Ambiance surchauffée à l'Opéra de Marseille pour Rigoletto, dans une salle archicomble et où l’on déplore une fois de plus l’absence de toute climatisation en ces chaudes journées de juin. La maison reprend la production de Charles Roubaud donnée ici même en mai 2019 – elle-même adaptée des représentations ayant eu lieu aux Chorégies d’Orange à l’été 2017.

On y retrouve les mêmes éléments de scénographie que ceux vus au Théâtre Antique, mais évidemment dans des dimensions de moindre gigantisme. L’élément principal du décor prend tout de même l’essentiel du plateau, soit une marotte de bouffon qui se colore de diverses projections de lumières conçues par Jacques Rouveyrollis, ainsi que sur les parois en fond de scène : atmosphère festive et colorée pour la première scène du bal chez le Duc, feuillages frémissant dans le vent au deuxième tableau pour la maison de Rigoletto, avant des nervures de bois au troisième acte qui décorent la figure de la marionnette, celle-ci versant une larme à la mort de Gilda dans les bras de son père, pendant l’accord final.
Ce décor unique, qui pourrait constituer a priori un handicap, est cependant utilisé avec intelligence et mouvement, les protagonistes pouvant aller et venir sur la passerelle en forme de long cou, monter au sommet de la tête, se cacher sur les côtés ou derrière cette structure géante.

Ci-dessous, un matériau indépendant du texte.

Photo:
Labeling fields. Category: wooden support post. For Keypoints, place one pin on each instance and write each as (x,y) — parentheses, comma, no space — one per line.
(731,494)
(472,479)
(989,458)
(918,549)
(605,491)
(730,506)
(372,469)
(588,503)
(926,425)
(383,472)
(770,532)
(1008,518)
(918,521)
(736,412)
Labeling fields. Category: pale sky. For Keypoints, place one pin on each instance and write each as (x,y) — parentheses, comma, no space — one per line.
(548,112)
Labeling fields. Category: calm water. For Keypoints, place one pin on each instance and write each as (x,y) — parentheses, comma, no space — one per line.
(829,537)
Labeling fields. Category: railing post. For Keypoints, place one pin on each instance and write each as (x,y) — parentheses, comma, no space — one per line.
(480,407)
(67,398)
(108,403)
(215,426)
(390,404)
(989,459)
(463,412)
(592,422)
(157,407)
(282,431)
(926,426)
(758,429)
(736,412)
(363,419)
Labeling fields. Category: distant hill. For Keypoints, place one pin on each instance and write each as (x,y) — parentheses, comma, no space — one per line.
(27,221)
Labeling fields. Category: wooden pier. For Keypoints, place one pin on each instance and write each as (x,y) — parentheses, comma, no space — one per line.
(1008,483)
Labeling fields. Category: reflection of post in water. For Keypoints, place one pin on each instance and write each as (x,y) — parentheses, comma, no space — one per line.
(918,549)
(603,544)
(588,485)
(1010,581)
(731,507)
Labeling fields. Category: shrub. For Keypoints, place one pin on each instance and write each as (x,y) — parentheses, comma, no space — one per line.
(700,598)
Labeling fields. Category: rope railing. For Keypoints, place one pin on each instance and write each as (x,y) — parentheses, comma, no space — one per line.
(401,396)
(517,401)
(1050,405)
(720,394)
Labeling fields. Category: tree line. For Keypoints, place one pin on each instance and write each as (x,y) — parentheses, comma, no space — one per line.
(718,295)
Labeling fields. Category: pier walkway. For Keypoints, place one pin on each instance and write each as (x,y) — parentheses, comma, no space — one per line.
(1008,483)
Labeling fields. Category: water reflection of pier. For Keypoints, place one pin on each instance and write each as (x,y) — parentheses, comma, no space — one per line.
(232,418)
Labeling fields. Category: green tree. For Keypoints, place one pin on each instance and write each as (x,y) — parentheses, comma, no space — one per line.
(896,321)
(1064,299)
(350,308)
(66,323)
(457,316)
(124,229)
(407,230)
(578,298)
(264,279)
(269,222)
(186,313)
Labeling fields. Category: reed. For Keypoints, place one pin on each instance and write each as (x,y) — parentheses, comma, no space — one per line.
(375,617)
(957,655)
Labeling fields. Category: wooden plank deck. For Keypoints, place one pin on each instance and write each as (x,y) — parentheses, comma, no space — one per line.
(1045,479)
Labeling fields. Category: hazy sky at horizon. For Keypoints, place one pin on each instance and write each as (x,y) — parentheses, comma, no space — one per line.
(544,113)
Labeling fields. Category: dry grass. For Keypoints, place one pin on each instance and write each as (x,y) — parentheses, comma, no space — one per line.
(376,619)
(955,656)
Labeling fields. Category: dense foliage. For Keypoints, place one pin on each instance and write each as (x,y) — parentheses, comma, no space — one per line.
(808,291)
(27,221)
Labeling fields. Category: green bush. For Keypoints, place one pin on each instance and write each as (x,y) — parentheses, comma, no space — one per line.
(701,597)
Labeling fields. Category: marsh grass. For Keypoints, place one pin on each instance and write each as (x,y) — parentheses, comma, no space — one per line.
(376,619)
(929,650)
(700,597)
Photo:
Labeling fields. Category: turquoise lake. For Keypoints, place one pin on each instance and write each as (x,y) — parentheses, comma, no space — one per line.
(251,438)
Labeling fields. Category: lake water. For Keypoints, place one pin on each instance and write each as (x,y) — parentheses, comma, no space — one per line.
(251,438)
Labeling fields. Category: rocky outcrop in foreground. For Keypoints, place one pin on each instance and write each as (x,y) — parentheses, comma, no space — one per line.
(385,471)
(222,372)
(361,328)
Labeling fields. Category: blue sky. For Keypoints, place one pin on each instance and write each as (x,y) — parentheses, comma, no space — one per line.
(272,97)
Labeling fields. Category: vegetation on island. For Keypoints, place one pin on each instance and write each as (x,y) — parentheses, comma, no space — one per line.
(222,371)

Les trois rôles principaux sont superbement défendus, à commencer par Sebastian Catana, solide baryton Verdi tout désigné pour incarner Rigoletto. Son air « Cortigiani, vil razza dannata » au deuxième acte est d’abord plein de colère et de grande ampleur, avant une cantilène en forme de supplique pleine d’émotion.
En Duc de Mantoue, le ténor américain John Osborn délivre une nouvelle leçon de chant lors de ses deux airs les plus connus (« Questa o quella » et « La donna è mobile »). Le style est d’une élégance rare et son long souffle lui permet de soigner un legato qui donne le sentiment d’entendre un tenore di grazia, comme au cours de « Parmi veder le lagrime » à l’entame de l'acte II. À noter également que le contre-ré final de la cabalette « Possente amor mi chiama » qui suit est émis avec une impression de maîtrise et facilité.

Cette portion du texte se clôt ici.